As tech giants like Microsoft, Apple, and Google race to launch AI agents, OpenAI recently predicted that AI agents will "go mainstream" next year.

“We want to be able to interact with AI in all the ways we interact with humans,” OpenAI Chief Product Officer Kevin Weil said yesterday.

AI agents are efficient and intelligent tools that can automatically handle various tasks such as email management, travel scheduling, and even assist with programming. This allows people to focus more on other important matters at work.

“These more agentic systems are going to be possible, and that’s why I think 2025 is going to be the year that agentic systems finally go mainstream,” Weil added.

AI Agents: A Big Leap Forward in Autonomy and Decision-Making

On Tuesday, at DevDay, a developer day held in San Francisco, OpenAI launched a series of new tools, mainly including prompt caching, vision fine-tuning, real-time API, and model distillation. The new tools can reduce model costs, improve the model's visual understanding level, and enhance voice AI functions and small model performance.

Weil noted that the improved thinking and reasoning capabilities of OpenAI’s latest models will be reflected in its products, including ChatGPT, as well as startups and developers that build products using its API. The company would not say whether it plans to build its own AI agents immediately.

On the 19th of last month, OpenAI CEO Sam Altman spoke at the "2024 T-Mobile Capital Markets Day" event. He believes that the current AI system has developed to the second level, capable of more complex analysis and problem solving, and the third-level AI agent will mark a major leap in AI's autonomy and decision-making capabilities.

He said that "one of the most exciting things about Level 2 is that it can be implemented relatively quickly into Level 3," and that progress is likely to accelerate. In the future, AI may become as complex as human organizations, bringing profound industry and social impacts.

So, what is the key to entering the third era of super intelligence? Altman summed it up in four words on Social Media X on the 24th - deep learning.

Deep learning is an AI technology that can mimic the way the human brain processes data and creates patterns to perform complex tasks. At its core is a neural network, a data processing model composed of multiple layers that can automatically learn and extract features from large amounts of data without humans explicitly programming to recognize these features.

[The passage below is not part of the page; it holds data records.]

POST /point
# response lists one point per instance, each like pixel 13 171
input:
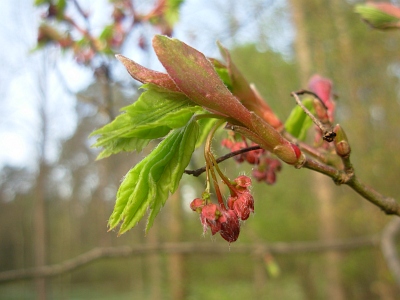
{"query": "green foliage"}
pixel 152 116
pixel 298 122
pixel 172 11
pixel 223 73
pixel 148 184
pixel 377 16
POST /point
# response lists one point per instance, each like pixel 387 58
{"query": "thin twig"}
pixel 187 248
pixel 327 133
pixel 200 171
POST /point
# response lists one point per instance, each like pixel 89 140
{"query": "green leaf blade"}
pixel 298 122
pixel 148 185
pixel 152 116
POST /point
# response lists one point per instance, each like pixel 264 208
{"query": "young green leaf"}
pixel 152 116
pixel 195 76
pixel 298 122
pixel 148 184
pixel 379 15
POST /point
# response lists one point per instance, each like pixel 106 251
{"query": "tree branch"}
pixel 188 248
pixel 200 171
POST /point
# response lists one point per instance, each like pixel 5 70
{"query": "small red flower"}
pixel 230 229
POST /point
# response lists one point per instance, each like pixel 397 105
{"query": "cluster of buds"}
pixel 266 166
pixel 222 218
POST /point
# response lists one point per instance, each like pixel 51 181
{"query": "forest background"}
pixel 308 239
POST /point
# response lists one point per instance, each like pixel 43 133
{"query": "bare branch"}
pixel 188 248
pixel 327 133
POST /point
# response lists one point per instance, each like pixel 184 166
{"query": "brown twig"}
pixel 327 132
pixel 187 248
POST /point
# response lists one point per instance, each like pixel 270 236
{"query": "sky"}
pixel 34 82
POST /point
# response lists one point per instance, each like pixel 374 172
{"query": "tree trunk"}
pixel 40 229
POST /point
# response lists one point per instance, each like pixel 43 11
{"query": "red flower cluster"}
pixel 267 167
pixel 226 220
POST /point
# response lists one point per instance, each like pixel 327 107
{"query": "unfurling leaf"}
pixel 195 76
pixel 148 184
pixel 152 116
pixel 298 122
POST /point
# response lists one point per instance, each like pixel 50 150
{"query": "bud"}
pixel 243 181
pixel 231 228
pixel 341 143
pixel 197 204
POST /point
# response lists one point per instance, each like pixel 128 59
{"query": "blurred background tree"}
pixel 55 201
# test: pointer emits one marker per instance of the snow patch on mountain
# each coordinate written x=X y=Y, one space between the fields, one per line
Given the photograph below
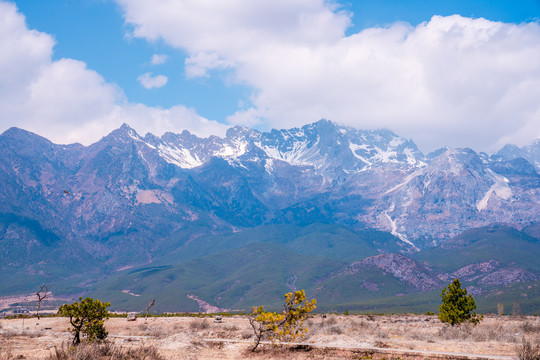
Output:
x=499 y=188
x=180 y=157
x=405 y=181
x=393 y=228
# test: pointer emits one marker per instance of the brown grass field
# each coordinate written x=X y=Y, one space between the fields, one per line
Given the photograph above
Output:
x=330 y=337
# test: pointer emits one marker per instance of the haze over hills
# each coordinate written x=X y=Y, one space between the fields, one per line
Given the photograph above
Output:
x=361 y=215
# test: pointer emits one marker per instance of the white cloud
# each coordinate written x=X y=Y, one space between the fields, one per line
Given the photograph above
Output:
x=159 y=59
x=150 y=82
x=67 y=102
x=452 y=80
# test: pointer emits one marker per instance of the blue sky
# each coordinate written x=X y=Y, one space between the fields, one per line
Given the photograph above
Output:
x=232 y=83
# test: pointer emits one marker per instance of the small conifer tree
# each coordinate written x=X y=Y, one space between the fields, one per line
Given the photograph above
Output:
x=457 y=307
x=86 y=316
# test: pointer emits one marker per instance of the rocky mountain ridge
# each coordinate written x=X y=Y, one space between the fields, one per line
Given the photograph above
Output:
x=131 y=200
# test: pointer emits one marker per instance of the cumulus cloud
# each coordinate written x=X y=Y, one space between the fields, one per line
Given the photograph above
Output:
x=67 y=102
x=451 y=80
x=151 y=82
x=159 y=59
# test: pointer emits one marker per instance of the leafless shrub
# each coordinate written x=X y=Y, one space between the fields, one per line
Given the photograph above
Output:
x=232 y=328
x=528 y=351
x=102 y=351
x=157 y=332
x=530 y=328
x=331 y=321
x=5 y=352
x=199 y=325
x=17 y=333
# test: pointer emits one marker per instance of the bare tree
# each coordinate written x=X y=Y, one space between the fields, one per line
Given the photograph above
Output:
x=42 y=294
x=150 y=304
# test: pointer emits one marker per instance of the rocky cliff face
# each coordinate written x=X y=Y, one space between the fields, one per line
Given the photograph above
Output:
x=322 y=172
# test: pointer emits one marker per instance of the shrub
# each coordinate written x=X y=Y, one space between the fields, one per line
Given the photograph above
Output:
x=104 y=350
x=528 y=351
x=286 y=326
x=457 y=307
x=86 y=316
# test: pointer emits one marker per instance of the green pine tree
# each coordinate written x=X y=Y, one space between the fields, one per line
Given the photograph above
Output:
x=457 y=307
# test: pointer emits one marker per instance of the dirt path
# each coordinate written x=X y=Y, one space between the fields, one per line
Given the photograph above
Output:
x=389 y=351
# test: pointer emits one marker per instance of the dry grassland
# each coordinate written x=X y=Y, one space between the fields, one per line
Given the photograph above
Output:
x=186 y=338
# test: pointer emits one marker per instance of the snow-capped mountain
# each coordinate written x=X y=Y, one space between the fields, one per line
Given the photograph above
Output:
x=321 y=172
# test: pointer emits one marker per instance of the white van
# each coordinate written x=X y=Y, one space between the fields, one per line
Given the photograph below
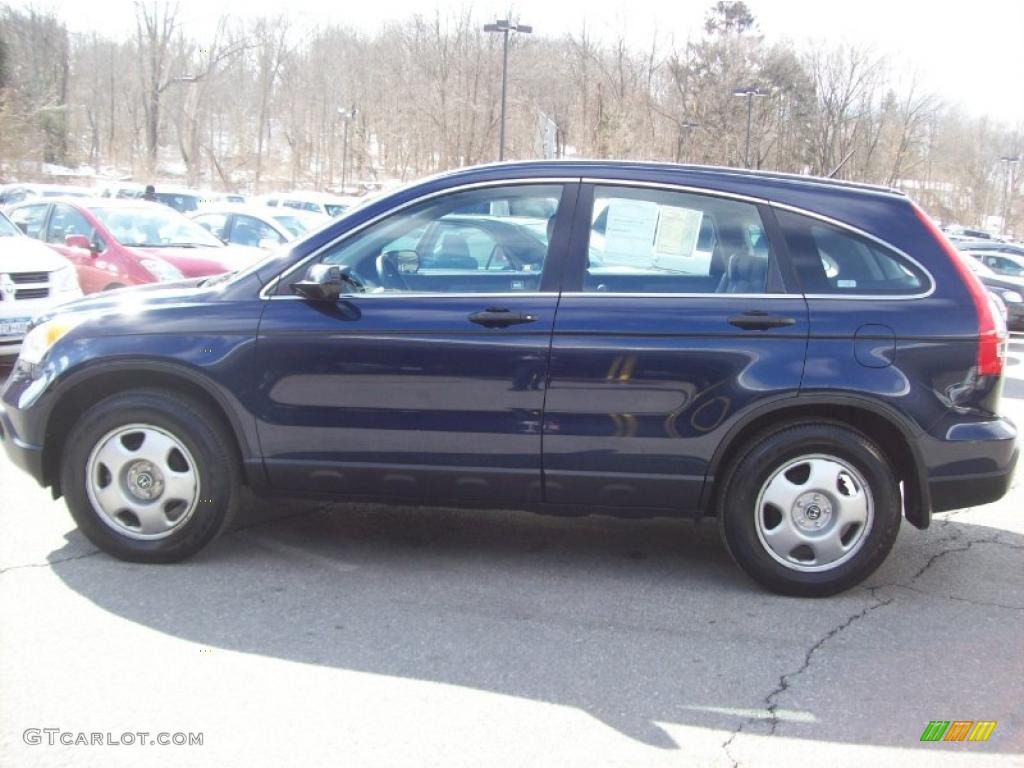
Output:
x=34 y=279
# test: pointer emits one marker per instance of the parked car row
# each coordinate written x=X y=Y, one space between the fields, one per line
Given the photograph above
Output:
x=809 y=360
x=1000 y=267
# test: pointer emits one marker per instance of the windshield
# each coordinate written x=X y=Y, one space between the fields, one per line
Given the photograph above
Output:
x=7 y=229
x=299 y=225
x=179 y=202
x=154 y=227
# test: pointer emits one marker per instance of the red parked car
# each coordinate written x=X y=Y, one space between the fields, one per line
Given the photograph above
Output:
x=119 y=243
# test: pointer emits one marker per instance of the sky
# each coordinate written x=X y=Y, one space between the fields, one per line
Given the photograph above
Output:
x=971 y=53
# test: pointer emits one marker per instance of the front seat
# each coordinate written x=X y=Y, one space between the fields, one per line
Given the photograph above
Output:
x=455 y=253
x=747 y=272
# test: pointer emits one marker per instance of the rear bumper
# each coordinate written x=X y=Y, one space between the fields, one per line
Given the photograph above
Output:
x=971 y=465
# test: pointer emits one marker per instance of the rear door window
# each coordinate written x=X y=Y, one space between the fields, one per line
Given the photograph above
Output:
x=657 y=241
x=30 y=219
x=830 y=260
x=66 y=220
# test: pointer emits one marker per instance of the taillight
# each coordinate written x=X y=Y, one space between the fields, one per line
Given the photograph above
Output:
x=991 y=330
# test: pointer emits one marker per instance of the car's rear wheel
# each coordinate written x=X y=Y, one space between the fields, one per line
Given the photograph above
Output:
x=150 y=475
x=810 y=509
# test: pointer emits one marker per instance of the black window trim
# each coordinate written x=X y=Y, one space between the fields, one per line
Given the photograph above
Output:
x=576 y=263
x=878 y=241
x=550 y=278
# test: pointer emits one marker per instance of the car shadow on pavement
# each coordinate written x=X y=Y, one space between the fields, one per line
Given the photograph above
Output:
x=645 y=625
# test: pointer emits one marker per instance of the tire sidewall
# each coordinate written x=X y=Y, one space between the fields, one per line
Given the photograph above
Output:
x=215 y=470
x=738 y=509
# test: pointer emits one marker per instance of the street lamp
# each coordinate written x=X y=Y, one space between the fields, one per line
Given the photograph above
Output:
x=504 y=27
x=347 y=116
x=1007 y=162
x=750 y=93
x=684 y=129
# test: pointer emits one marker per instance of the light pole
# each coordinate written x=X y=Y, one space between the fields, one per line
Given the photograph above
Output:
x=1007 y=163
x=750 y=93
x=347 y=116
x=684 y=130
x=504 y=27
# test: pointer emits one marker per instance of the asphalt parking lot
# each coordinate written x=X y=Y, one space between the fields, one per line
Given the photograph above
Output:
x=377 y=636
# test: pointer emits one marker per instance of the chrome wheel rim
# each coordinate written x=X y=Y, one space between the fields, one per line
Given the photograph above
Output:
x=142 y=481
x=814 y=513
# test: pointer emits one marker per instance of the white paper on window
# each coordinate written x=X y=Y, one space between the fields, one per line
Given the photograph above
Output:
x=629 y=233
x=678 y=229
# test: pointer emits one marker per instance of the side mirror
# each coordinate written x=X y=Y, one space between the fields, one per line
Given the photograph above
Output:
x=80 y=241
x=327 y=283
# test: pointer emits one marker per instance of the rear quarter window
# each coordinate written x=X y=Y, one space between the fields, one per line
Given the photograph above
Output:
x=830 y=260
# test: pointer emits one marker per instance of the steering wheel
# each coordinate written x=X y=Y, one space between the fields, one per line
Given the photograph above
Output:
x=388 y=272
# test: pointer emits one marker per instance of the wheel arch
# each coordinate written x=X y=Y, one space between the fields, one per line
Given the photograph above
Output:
x=86 y=387
x=894 y=434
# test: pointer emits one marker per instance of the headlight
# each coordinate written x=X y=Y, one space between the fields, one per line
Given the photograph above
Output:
x=40 y=339
x=162 y=270
x=65 y=280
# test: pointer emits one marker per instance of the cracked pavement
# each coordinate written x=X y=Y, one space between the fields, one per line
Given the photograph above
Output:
x=329 y=634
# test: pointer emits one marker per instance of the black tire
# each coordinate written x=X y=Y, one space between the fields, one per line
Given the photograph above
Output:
x=198 y=429
x=762 y=459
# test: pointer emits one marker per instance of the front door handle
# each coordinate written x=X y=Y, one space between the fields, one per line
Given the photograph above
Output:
x=495 y=316
x=758 y=321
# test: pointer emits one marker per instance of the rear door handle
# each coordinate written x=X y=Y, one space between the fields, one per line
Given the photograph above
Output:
x=758 y=321
x=495 y=316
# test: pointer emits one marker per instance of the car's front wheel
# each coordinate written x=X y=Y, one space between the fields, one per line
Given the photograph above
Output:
x=810 y=509
x=150 y=475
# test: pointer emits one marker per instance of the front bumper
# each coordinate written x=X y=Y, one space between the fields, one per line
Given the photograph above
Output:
x=20 y=430
x=972 y=464
x=23 y=455
x=1015 y=316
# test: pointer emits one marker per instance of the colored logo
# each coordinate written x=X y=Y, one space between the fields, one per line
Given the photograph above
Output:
x=958 y=730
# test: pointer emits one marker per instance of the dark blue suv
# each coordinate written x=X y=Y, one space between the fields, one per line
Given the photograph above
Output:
x=808 y=360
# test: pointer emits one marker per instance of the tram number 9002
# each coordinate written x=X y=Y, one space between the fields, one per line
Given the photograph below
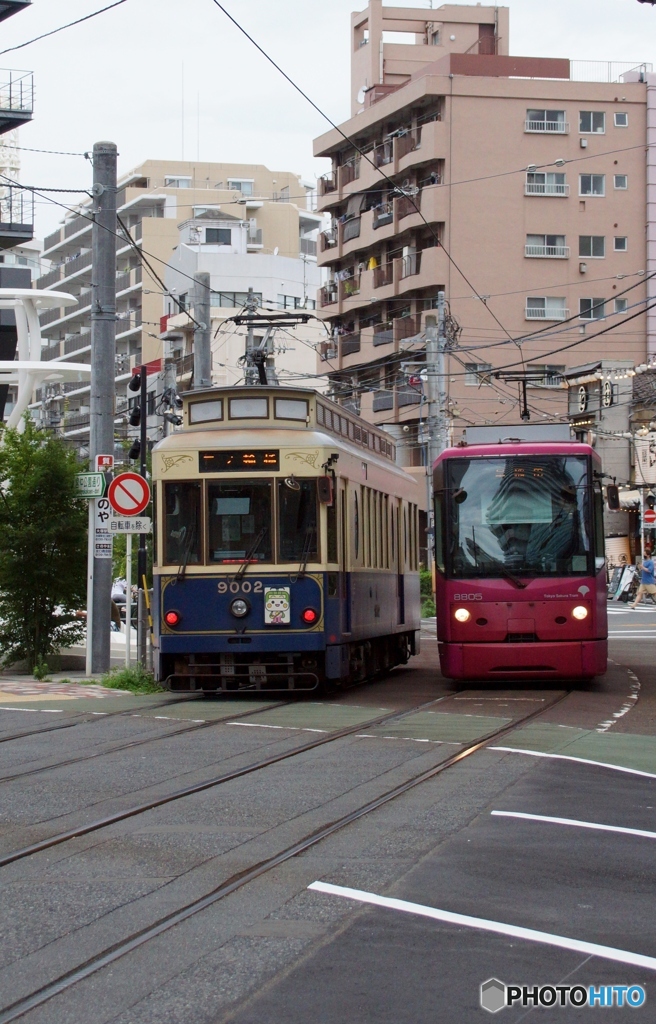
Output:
x=246 y=587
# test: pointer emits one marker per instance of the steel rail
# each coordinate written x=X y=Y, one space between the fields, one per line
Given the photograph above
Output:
x=195 y=727
x=188 y=791
x=121 y=948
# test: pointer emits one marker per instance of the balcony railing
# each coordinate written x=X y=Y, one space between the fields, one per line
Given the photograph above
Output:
x=350 y=286
x=349 y=172
x=548 y=252
x=410 y=265
x=408 y=142
x=328 y=295
x=405 y=205
x=350 y=343
x=551 y=312
x=543 y=188
x=16 y=91
x=384 y=274
x=383 y=214
x=556 y=127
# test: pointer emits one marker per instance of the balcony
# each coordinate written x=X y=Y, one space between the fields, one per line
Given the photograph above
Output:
x=547 y=252
x=547 y=127
x=349 y=287
x=16 y=216
x=542 y=188
x=328 y=295
x=547 y=313
x=16 y=99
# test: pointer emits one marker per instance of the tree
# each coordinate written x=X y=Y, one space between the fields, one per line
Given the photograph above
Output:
x=43 y=541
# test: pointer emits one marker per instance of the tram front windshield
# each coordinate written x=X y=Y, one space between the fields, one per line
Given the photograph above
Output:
x=527 y=515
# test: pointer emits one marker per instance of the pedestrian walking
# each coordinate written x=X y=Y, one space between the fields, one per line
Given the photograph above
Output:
x=647 y=580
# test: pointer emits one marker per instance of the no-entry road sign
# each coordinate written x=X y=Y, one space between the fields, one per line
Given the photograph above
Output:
x=129 y=494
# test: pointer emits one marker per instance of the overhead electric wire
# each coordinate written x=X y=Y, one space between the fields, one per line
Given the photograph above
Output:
x=69 y=25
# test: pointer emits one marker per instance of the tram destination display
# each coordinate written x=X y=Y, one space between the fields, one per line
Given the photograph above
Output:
x=237 y=460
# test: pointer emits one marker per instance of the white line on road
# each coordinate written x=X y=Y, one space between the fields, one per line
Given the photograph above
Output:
x=497 y=927
x=574 y=822
x=580 y=761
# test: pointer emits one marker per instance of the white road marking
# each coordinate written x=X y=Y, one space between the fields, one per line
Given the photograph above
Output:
x=259 y=725
x=574 y=822
x=497 y=927
x=580 y=761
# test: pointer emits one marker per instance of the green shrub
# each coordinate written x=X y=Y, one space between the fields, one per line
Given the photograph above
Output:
x=133 y=679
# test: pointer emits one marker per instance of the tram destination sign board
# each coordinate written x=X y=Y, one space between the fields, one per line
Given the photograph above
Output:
x=237 y=460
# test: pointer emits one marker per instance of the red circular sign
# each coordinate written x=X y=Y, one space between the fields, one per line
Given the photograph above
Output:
x=129 y=494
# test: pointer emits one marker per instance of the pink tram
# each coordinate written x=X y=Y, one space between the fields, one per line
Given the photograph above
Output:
x=519 y=543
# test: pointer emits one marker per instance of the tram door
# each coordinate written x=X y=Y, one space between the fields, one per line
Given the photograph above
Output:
x=345 y=578
x=400 y=562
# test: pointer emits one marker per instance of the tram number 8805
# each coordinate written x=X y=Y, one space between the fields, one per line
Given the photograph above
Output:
x=245 y=588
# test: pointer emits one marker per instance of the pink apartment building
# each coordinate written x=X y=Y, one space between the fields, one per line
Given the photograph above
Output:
x=537 y=205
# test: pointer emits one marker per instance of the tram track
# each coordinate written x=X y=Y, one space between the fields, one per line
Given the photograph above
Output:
x=131 y=743
x=141 y=936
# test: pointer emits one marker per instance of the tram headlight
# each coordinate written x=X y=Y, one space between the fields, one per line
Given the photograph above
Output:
x=239 y=607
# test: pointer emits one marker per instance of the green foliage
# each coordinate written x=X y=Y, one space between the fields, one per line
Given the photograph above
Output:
x=43 y=541
x=133 y=679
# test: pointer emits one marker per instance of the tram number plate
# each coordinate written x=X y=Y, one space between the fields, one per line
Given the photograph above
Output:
x=245 y=587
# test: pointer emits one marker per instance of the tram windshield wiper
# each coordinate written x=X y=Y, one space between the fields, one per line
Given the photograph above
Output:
x=249 y=555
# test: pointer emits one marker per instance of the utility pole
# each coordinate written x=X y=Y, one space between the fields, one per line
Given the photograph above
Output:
x=202 y=334
x=103 y=246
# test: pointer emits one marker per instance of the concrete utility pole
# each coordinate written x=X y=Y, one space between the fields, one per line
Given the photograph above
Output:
x=103 y=245
x=203 y=334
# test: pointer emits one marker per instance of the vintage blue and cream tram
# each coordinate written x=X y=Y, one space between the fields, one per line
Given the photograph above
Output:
x=287 y=548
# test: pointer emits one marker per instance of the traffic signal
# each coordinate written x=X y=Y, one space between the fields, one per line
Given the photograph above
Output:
x=612 y=498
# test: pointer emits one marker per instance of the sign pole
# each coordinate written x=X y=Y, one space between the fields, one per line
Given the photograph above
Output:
x=91 y=548
x=128 y=597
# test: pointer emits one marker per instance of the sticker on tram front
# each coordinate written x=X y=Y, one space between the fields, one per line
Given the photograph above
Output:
x=277 y=606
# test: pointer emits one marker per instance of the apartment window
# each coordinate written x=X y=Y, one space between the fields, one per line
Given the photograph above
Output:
x=218 y=236
x=551 y=246
x=246 y=187
x=545 y=183
x=545 y=307
x=592 y=121
x=544 y=375
x=476 y=374
x=548 y=121
x=592 y=245
x=592 y=184
x=176 y=181
x=592 y=309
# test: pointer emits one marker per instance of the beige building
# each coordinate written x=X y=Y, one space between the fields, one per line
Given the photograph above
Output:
x=516 y=184
x=271 y=210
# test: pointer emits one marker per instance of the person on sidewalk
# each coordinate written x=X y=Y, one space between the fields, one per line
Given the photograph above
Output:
x=647 y=580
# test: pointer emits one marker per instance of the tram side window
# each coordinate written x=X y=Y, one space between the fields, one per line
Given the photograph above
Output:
x=239 y=520
x=182 y=541
x=331 y=523
x=298 y=531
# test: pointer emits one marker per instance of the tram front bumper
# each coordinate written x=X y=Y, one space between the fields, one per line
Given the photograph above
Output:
x=562 y=659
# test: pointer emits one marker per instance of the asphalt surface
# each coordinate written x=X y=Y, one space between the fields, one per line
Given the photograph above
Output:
x=479 y=841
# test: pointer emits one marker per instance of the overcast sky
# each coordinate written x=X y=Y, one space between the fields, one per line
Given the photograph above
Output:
x=120 y=76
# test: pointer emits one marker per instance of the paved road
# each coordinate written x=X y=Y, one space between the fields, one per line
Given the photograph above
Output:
x=485 y=841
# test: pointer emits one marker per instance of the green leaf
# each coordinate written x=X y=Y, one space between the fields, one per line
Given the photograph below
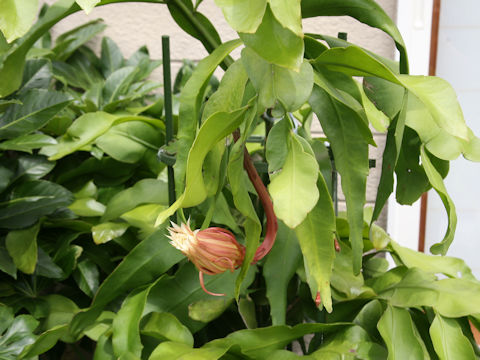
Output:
x=31 y=200
x=350 y=150
x=447 y=265
x=165 y=326
x=17 y=17
x=38 y=107
x=27 y=143
x=71 y=40
x=272 y=82
x=278 y=271
x=145 y=263
x=191 y=99
x=275 y=43
x=288 y=13
x=129 y=141
x=208 y=310
x=449 y=297
x=366 y=11
x=449 y=341
x=400 y=335
x=22 y=247
x=126 y=325
x=111 y=56
x=87 y=277
x=174 y=294
x=87 y=5
x=243 y=16
x=316 y=235
x=389 y=159
x=293 y=189
x=145 y=191
x=215 y=128
x=105 y=232
x=82 y=132
x=437 y=182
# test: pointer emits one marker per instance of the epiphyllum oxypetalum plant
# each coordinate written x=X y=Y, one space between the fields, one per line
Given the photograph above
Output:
x=215 y=250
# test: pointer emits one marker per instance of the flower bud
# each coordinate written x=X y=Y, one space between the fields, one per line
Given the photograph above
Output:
x=213 y=250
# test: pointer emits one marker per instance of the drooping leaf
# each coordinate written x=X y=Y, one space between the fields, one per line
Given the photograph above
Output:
x=315 y=235
x=366 y=11
x=17 y=17
x=38 y=107
x=279 y=269
x=22 y=247
x=275 y=83
x=449 y=341
x=275 y=43
x=165 y=326
x=190 y=104
x=31 y=200
x=341 y=125
x=437 y=182
x=400 y=335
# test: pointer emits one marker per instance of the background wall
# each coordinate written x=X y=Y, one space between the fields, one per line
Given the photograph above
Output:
x=133 y=25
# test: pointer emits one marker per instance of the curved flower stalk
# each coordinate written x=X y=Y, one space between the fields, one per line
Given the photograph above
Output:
x=213 y=250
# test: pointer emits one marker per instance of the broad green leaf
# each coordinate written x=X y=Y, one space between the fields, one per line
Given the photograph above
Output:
x=437 y=182
x=275 y=83
x=316 y=235
x=294 y=188
x=71 y=40
x=44 y=342
x=7 y=266
x=389 y=159
x=190 y=103
x=279 y=269
x=366 y=11
x=165 y=326
x=87 y=277
x=17 y=17
x=177 y=351
x=143 y=192
x=275 y=43
x=215 y=128
x=82 y=132
x=208 y=310
x=27 y=143
x=31 y=200
x=450 y=266
x=87 y=5
x=288 y=13
x=128 y=142
x=111 y=56
x=107 y=231
x=350 y=150
x=449 y=297
x=243 y=16
x=449 y=341
x=240 y=185
x=145 y=263
x=400 y=335
x=174 y=294
x=126 y=325
x=22 y=247
x=87 y=207
x=259 y=343
x=117 y=83
x=38 y=107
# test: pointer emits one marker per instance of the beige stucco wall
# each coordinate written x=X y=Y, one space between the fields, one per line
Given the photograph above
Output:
x=132 y=25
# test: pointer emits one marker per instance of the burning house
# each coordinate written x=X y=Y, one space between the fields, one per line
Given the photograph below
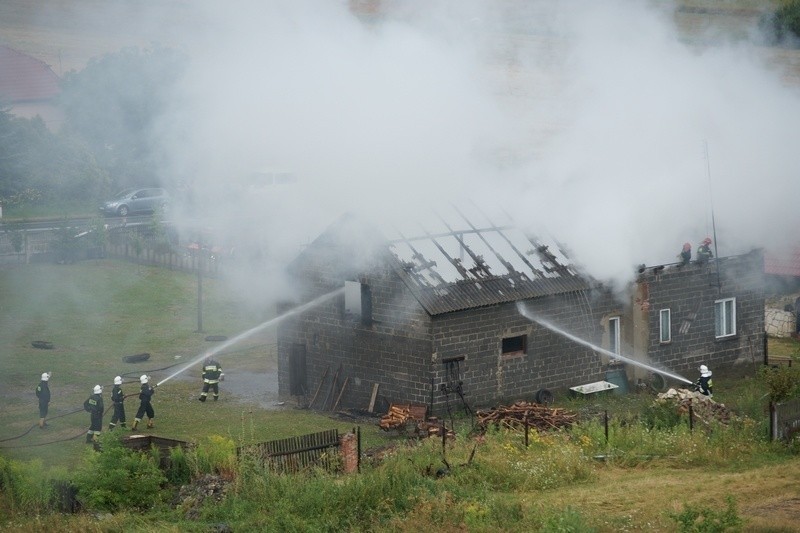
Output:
x=701 y=313
x=432 y=318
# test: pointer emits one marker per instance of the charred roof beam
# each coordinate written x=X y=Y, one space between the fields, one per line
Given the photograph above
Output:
x=480 y=264
x=509 y=266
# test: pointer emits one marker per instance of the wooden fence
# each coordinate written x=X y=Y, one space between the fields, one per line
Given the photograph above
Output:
x=295 y=454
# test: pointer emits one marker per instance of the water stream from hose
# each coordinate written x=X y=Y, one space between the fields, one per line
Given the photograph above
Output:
x=552 y=327
x=252 y=331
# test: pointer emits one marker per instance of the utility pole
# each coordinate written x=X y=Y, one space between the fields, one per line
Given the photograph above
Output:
x=200 y=264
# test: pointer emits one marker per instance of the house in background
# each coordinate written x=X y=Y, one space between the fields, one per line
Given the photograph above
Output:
x=433 y=318
x=29 y=87
x=782 y=273
x=701 y=313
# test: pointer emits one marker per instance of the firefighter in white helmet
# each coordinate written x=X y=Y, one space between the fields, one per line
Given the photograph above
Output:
x=95 y=408
x=704 y=384
x=212 y=375
x=146 y=392
x=118 y=399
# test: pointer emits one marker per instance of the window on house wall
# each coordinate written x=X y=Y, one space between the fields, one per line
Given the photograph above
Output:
x=665 y=326
x=614 y=335
x=358 y=301
x=515 y=345
x=725 y=317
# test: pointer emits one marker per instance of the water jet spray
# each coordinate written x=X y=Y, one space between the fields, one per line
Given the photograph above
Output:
x=252 y=331
x=552 y=327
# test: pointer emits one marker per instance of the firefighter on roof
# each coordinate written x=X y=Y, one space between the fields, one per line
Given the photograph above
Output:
x=212 y=375
x=704 y=252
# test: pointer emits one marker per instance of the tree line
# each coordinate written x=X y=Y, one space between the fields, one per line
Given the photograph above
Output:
x=106 y=140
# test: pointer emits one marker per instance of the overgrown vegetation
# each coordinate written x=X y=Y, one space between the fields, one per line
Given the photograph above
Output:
x=783 y=25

If we can cheaply and massively scale AI, soon everyone will have an AI assistant that helps us perform specific tasks in areas such as medicine, education, finance, and law, while also driving progress in every science.

Can you still order strawberries? AI agents have a promising future

At last night's developer conference, Weil performed such an interesting scene, showing the flexibility of AI agents in helping users solve daily problems and interacting with humans more naturally, winning laughter and applause from the audience.

Weil first talked to the AI ​​agent, hoping that AI could help him purchase local strawberries. Weil said, "Please make a call and see if you can help us deliver 400 strawberries to the venue, but please keep it under $1,500."

The AI ​​agent then responded: "I'm here, I will deliver these strawberries to you right away." It immediately called the local purchasing company, expressed its wish to order 400 strawberries, and said it could "pay in cash."

“I need 400 chocolate covered strawberries,” the AI ​​agent said on the phone. “Please deliver them to the Gateway Pavilion in Fort Mason and I’ll pay cash.”

The buyer joked, “I’m right near you and can be there in 37 seconds.”

The AI ​​agent said, "That was incredibly fast. Thank you."

Ultimately, Weil said, “If we do this right, we can spend more time on important things and less time staring at our phones.”

Perhaps the future of AI agents will be even more exciting.